Emilio Hector Rodriguez (born September 26, 1950, in Sancti Spíritus, Cuba) is a Cuban-American artist. His current work is abstract painting and fine art photography. He resides in Miami, Florida, USA. Rodríguez was born in the colonial village of Sancti Spíritus, Cuba, in 1950. His family moved to La Habana in 1953. He started drawing and experimenting with oil paint and tempera at the age of 12. While a student at the Instituto Pre-Universitario de Marianao (Marianao Senior High School), he participated in several workshops sponsored by San Alejandro Arts Academy.

==Biography==
Rodriguez began painting with acrylic guided by the Cuban painter Dominica Alcántara in 2005 at the “Latin Quarter Cultural Center” in Miami. Abstract painting became his last interest and passion. He has been painting abstracts since 2007.

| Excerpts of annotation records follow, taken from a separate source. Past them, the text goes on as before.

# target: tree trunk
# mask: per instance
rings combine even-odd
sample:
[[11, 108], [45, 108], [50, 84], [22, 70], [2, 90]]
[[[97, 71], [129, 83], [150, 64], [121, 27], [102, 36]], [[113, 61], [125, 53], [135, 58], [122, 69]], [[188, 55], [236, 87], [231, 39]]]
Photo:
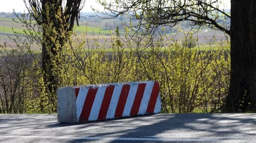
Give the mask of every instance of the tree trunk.
[[225, 110], [256, 111], [256, 0], [231, 0], [231, 77]]
[[[40, 107], [43, 112], [54, 113], [57, 112], [56, 91], [59, 85], [59, 78], [58, 74], [56, 73], [60, 74], [58, 68], [59, 66], [61, 66], [61, 63], [58, 58], [61, 56], [62, 47], [66, 41], [66, 37], [60, 35], [62, 35], [63, 31], [67, 31], [68, 29], [66, 26], [64, 26], [61, 20], [55, 18], [61, 3], [59, 3], [58, 1], [45, 0], [42, 9], [46, 13], [47, 11], [45, 7], [46, 1], [48, 4], [52, 4], [51, 2], [59, 5], [56, 7], [49, 7], [48, 10], [54, 12], [50, 13], [49, 15], [42, 15], [44, 21], [42, 44], [42, 69], [43, 72], [43, 88], [45, 93], [42, 96], [46, 96], [47, 98], [42, 97], [41, 98]], [[65, 33], [67, 33], [67, 32]], [[59, 45], [58, 45], [58, 43]]]

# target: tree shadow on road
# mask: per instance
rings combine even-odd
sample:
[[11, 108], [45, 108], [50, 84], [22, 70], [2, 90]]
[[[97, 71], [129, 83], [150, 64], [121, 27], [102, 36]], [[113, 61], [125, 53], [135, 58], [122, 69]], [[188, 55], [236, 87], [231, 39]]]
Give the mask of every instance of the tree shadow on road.
[[[90, 136], [88, 134], [87, 136], [151, 138], [173, 138], [181, 136], [188, 138], [255, 137], [255, 114], [159, 114], [107, 121], [101, 124], [103, 130], [99, 130], [100, 132], [96, 135]], [[120, 129], [120, 127], [123, 129]], [[179, 134], [181, 133], [185, 134]], [[122, 142], [136, 141], [123, 141]], [[83, 141], [84, 141], [74, 140], [69, 142]], [[114, 143], [117, 141], [107, 142]], [[146, 141], [139, 142], [148, 142]]]

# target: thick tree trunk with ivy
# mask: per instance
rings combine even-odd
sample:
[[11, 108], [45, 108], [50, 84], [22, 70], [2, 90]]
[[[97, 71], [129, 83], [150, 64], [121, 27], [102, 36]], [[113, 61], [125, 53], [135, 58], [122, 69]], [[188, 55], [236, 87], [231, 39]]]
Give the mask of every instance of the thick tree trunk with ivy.
[[231, 1], [231, 71], [227, 112], [256, 111], [256, 0]]
[[23, 0], [30, 14], [43, 30], [43, 84], [41, 108], [45, 113], [57, 112], [56, 90], [60, 84], [62, 49], [74, 23], [78, 26], [84, 0]]

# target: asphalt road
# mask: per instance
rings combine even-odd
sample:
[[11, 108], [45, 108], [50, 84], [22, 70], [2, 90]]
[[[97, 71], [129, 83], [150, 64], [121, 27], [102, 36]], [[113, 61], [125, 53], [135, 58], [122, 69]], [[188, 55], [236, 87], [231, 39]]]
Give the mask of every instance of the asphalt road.
[[1, 143], [256, 142], [256, 114], [158, 114], [60, 124], [56, 114], [0, 114]]

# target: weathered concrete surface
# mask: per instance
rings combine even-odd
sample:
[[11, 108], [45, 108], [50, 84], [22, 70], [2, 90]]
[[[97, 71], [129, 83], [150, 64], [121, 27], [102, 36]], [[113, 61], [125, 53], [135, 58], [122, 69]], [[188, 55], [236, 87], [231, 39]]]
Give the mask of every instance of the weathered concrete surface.
[[77, 123], [158, 113], [158, 82], [64, 87], [57, 90], [58, 121]]

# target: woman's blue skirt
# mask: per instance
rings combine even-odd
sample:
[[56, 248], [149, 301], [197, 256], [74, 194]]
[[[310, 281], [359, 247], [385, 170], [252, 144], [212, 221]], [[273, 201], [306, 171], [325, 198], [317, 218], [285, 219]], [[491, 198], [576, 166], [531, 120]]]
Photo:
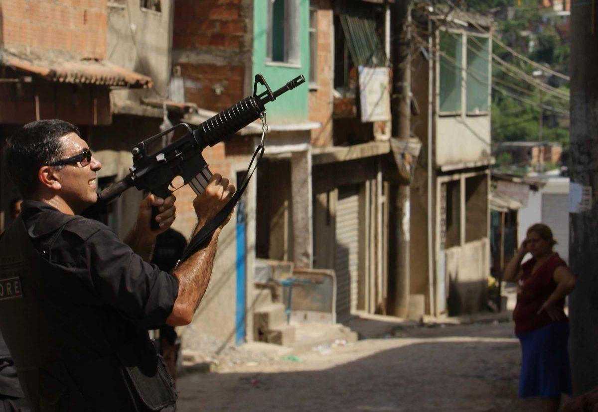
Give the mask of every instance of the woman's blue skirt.
[[571, 394], [567, 352], [569, 322], [551, 324], [518, 335], [521, 344], [519, 396], [557, 398]]

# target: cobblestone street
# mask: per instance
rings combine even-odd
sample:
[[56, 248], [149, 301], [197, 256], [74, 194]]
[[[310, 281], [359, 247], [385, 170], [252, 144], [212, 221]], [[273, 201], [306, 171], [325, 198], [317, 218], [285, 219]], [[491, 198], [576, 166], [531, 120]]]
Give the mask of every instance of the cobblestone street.
[[512, 326], [419, 327], [291, 360], [223, 365], [179, 380], [179, 410], [533, 410], [534, 401], [517, 397]]

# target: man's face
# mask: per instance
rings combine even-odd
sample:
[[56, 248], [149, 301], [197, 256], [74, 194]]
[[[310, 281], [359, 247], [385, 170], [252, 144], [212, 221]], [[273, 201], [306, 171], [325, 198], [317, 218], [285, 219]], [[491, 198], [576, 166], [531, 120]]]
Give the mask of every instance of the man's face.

In 2010 Emilio Héctor presented a group of abstract artists to commemorate a Century since the first abstract artwork by Wassily Kandisnsky. This presentation later continued to become the “7 Plus One Art Project” which has been presenting abstract art exhibitions in diverse institutions such as Miami Dade College, the Koubek Center, Saint Thomas University and the Miami Hispanic Cultural Arts Center.

In 2014 Emilio Héctor was invited to become a member of The Cuban American Phototheque Foundation in recognition of his work in the field of photography.

==Awards==
- International Best Artists Award: 2023 FIAG International Art Festival, Kil-hwan Museum of Art - Myung Tae-sook, South Korea (2023)
- Premio de Honor (Honorable Prize): Artistes del Món - BCM Art Gallery - Barcelona, Spain (2013).
- Mención de Honor (Honorable Mention): Muestra Internacional de Arte de Gijón - Sala Aristas - Gijón, Spain (2013).
- Special Recognition: 13th Annual Abstraction Juried Online International Art Exhibition - Omaha, Nebraska (2011)

==Recognitions==
- Certificate of recognition for his important contribution to the community and Spanish culture: Real Liga Naval Española - Miami (2018).
- Prize "El Arcangel Dorado" 2018: PFA TV PRODUCTIONS - Miami (2018).
- Diploma of recognition for his contribution to Caritate Magazine as photographer and interviewer: APOGEO Fundation and CARITATE magazine - Miami (2017).